A worm drive is a gear arrangement in which a worm (which is a gear in the form of a screw) meshes with a worm gear (which is similar in appearance to a spur gear). The two elements are also called the worm screw and worm wheel. The terminology is often confused by imprecise use of the term worm gear to refer to the worm, the worm gear, or the worm drive as a unit.

Like other gear arrangements, a worm drive can reduce rotational speed or transmit higher torque. A worm is an example of a screw, one of the six simple machines.

A gearbox designed using a worm and worm-wheel is considerably smaller than one made from plain spur gears, and has its drive axes at 90° to each other. With a single start worm, for each 360° turn of the worm, the worm-gear advances only one tooth of the gear. Therefore, regardless of the worm's size (sensible engineering limits notwithstanding), the gear ratio is the "size of the worm gear - to - 1". Given a single start worm, a 20 tooth worm gear reduces the speed by the ratio of 20:1. With spur gears, a gear of 12 teeth must match with a 240 tooth gear to achieve the same 20:1 ratio. Therefore, if the diametrical pitch (DP) of each gear is the same, then, in terms of the physical size of the 240 tooth gear to that of the 20 tooth gear, the worm arrangement is considerably smaller in volume.

There are three different types of gears that can be used in a worm drive.

The first are non-throated worm gears. These don't have a throat, or groove, machined around the circumference of either the worm or worm wheel. The second are single-throated worm gears, in which the worm wheel is throated.
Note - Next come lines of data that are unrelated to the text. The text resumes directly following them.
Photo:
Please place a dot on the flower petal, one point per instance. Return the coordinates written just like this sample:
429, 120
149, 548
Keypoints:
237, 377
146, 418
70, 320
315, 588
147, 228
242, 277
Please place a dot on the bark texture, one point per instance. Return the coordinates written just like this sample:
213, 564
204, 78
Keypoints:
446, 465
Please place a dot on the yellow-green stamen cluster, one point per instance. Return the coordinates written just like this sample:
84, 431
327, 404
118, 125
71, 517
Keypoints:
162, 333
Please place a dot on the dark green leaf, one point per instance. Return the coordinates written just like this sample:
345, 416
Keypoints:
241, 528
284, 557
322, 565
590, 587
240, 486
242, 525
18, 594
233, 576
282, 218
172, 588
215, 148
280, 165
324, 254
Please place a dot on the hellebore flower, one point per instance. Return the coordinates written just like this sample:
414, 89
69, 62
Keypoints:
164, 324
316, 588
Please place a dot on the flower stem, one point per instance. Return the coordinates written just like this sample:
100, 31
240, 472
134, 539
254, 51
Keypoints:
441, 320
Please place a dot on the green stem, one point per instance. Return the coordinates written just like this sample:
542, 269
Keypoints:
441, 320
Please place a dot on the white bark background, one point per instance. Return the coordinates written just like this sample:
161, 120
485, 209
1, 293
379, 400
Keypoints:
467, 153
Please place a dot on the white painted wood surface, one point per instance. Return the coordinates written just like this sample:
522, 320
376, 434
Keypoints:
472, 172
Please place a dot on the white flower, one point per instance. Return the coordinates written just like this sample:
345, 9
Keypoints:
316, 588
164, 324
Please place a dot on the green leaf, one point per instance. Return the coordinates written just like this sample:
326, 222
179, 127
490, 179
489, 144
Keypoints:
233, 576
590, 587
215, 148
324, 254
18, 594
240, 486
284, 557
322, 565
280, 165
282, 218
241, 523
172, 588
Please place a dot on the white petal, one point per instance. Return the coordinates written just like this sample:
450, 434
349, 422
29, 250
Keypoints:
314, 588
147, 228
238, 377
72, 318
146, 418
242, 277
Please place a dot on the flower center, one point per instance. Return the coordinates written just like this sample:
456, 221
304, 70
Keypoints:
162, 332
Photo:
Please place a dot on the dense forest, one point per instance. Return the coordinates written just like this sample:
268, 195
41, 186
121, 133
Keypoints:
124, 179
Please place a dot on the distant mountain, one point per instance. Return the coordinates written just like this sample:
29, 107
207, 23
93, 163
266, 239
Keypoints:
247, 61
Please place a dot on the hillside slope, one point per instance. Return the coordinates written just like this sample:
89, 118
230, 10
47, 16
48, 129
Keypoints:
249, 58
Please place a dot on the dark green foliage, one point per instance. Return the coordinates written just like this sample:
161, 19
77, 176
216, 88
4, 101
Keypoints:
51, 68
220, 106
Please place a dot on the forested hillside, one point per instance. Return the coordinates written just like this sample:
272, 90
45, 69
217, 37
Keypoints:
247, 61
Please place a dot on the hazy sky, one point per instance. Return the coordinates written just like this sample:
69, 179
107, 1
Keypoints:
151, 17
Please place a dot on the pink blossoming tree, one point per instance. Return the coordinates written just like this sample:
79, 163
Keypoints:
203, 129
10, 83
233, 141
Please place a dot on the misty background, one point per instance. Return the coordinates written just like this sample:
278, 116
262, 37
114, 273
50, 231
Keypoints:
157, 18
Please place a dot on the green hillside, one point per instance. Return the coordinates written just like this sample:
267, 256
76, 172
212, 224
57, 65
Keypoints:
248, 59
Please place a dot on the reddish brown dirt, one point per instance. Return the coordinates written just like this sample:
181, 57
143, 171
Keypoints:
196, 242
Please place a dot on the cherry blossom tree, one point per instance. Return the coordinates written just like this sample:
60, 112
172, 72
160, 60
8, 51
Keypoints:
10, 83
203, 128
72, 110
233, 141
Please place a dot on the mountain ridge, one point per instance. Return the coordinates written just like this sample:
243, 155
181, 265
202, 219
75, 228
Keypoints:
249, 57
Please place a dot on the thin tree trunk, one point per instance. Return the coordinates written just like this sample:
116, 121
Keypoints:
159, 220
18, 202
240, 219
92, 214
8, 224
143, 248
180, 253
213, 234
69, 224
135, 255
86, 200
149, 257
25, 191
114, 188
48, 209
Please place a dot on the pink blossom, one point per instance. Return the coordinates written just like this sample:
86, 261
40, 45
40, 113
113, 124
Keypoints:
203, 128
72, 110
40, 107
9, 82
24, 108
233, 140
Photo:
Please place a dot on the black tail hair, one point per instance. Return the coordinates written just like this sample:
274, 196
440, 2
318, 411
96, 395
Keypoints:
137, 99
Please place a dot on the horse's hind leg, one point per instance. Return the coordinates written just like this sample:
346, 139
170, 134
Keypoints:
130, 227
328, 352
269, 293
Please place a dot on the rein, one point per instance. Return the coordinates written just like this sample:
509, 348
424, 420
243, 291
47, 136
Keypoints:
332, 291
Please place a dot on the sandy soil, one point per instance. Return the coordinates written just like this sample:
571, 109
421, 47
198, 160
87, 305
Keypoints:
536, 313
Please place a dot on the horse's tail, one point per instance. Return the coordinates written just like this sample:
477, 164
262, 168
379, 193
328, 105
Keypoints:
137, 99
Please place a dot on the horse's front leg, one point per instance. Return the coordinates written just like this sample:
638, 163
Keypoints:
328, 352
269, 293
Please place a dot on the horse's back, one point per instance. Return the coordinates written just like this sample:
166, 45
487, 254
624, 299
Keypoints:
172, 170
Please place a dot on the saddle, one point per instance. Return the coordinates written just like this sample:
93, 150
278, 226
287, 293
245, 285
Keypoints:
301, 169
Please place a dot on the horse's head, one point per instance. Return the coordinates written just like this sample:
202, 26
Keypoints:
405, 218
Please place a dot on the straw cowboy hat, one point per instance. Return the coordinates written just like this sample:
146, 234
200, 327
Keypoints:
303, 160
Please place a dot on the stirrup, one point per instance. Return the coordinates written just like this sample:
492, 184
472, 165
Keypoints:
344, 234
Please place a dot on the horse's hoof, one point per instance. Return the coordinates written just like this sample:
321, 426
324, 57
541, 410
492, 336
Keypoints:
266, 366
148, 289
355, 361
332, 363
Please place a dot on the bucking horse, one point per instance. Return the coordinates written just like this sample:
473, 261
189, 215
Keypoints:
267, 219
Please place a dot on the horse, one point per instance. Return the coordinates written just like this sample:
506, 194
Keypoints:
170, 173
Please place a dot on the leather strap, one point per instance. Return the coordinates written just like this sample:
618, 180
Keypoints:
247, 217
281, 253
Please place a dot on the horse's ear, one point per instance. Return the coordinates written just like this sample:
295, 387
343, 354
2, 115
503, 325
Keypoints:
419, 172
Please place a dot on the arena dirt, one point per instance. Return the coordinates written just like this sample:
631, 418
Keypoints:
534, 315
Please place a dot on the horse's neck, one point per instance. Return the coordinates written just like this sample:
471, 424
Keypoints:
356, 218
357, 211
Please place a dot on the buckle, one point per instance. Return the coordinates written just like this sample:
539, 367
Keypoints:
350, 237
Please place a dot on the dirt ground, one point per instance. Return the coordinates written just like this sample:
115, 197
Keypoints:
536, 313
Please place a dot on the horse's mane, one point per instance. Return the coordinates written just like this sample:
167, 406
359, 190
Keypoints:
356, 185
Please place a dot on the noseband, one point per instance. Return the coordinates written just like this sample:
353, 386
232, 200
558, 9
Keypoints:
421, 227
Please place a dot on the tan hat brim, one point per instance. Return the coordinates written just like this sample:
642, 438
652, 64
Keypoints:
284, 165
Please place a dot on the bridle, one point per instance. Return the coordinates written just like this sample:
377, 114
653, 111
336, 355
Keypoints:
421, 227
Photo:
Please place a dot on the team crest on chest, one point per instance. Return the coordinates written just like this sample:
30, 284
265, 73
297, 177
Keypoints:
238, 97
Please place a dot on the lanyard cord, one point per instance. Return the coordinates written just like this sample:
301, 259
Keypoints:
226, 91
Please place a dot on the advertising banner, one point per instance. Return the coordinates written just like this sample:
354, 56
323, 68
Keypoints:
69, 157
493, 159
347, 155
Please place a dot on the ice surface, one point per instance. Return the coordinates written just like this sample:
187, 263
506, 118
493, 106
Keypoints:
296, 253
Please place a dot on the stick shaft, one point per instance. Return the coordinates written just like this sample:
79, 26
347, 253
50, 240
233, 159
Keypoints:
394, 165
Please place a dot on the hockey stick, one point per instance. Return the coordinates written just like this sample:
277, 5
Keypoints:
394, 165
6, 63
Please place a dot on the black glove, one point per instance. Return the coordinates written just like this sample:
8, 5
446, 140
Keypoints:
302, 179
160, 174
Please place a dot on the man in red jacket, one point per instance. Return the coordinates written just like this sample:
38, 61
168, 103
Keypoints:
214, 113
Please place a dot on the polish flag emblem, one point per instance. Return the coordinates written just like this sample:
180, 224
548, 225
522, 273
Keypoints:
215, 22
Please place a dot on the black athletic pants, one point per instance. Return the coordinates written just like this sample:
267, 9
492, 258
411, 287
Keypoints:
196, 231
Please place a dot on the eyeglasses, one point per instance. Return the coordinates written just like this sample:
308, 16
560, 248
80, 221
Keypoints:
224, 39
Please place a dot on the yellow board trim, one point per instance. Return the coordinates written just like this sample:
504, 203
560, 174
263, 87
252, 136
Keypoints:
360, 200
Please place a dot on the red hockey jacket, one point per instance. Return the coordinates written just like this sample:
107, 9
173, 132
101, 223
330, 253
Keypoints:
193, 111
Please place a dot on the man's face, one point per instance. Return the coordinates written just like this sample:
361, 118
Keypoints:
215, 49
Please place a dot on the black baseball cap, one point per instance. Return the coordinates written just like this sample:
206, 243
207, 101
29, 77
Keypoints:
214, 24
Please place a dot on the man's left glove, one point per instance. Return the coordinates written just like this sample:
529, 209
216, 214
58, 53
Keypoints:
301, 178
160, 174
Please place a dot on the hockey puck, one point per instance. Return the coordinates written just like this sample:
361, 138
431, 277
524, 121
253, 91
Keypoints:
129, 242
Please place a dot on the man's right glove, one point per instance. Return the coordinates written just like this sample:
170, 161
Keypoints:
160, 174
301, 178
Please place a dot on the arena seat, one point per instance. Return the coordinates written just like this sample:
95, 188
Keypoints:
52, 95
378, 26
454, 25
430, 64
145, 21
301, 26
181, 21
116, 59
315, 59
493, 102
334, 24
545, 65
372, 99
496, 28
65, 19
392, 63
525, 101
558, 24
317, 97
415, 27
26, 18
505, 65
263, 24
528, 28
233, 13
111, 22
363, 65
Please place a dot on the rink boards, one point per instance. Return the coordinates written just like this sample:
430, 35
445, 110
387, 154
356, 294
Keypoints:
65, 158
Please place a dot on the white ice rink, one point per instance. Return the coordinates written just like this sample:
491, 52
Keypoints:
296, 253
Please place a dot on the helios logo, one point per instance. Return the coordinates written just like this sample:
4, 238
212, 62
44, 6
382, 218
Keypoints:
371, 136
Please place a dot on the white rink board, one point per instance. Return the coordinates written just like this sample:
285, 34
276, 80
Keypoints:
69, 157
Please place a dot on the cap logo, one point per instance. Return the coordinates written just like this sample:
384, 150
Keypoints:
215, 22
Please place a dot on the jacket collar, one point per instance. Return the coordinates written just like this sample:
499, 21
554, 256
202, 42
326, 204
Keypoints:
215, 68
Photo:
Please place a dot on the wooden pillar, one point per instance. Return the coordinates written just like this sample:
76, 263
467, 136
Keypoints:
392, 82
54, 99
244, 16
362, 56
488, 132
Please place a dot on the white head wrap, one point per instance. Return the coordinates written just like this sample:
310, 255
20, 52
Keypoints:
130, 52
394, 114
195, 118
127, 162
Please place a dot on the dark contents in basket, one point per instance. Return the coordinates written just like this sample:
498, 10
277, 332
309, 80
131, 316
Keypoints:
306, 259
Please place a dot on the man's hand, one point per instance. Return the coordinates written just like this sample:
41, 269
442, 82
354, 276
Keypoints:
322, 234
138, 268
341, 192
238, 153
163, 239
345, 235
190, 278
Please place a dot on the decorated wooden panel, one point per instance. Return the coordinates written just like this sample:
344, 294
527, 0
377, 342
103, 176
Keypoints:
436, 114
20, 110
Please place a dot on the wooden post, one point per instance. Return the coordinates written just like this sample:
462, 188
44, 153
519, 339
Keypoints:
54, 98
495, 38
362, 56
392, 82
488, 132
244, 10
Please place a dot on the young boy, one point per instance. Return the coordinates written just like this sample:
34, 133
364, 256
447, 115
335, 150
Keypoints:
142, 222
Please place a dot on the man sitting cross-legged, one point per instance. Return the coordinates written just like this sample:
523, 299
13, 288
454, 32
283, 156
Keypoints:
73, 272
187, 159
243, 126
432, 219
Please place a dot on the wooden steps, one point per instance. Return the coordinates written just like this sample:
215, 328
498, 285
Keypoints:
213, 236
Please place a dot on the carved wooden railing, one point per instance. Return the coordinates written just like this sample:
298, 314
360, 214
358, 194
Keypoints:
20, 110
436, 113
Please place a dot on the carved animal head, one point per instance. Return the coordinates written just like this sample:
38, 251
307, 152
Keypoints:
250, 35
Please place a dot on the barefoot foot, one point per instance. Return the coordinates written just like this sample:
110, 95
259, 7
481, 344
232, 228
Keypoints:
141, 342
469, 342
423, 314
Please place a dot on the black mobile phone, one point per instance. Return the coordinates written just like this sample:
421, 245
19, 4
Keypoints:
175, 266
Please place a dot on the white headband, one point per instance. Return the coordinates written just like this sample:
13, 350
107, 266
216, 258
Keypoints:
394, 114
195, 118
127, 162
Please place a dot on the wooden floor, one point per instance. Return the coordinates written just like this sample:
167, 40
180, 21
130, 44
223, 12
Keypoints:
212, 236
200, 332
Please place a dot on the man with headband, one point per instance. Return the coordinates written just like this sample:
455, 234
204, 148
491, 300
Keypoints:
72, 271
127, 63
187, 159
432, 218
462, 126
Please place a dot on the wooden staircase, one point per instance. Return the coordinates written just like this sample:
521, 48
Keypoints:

The final type are double-throated worm gears, which have both gears throated. This type of gearing can support the highest loading.

An enveloping (hourglass) worm has one or more teeth and increases in diameter from its middle portion toward both ends.

Double-enveloping wormgearing comprises enveloping worms mated with fully enveloping wormgears. It is also known as globoidal wormgearing.

Unlike with ordinary gear trains, the direction of transmission (input shaft vs output shaft) is not reversible when using large reduction ratios, due to the greater friction involved between the worm and worm-wheel, when usually a single start (one spiral) worm is used. This can be an advantage when it is desired to eliminate any possibility of the output driving the input. If a multistart worm (multiple spirals) is used then the ratio reduces accordingly and the braking effect of a worm and worm-gear may need to be discounted, as the gear may be able to drive the worm.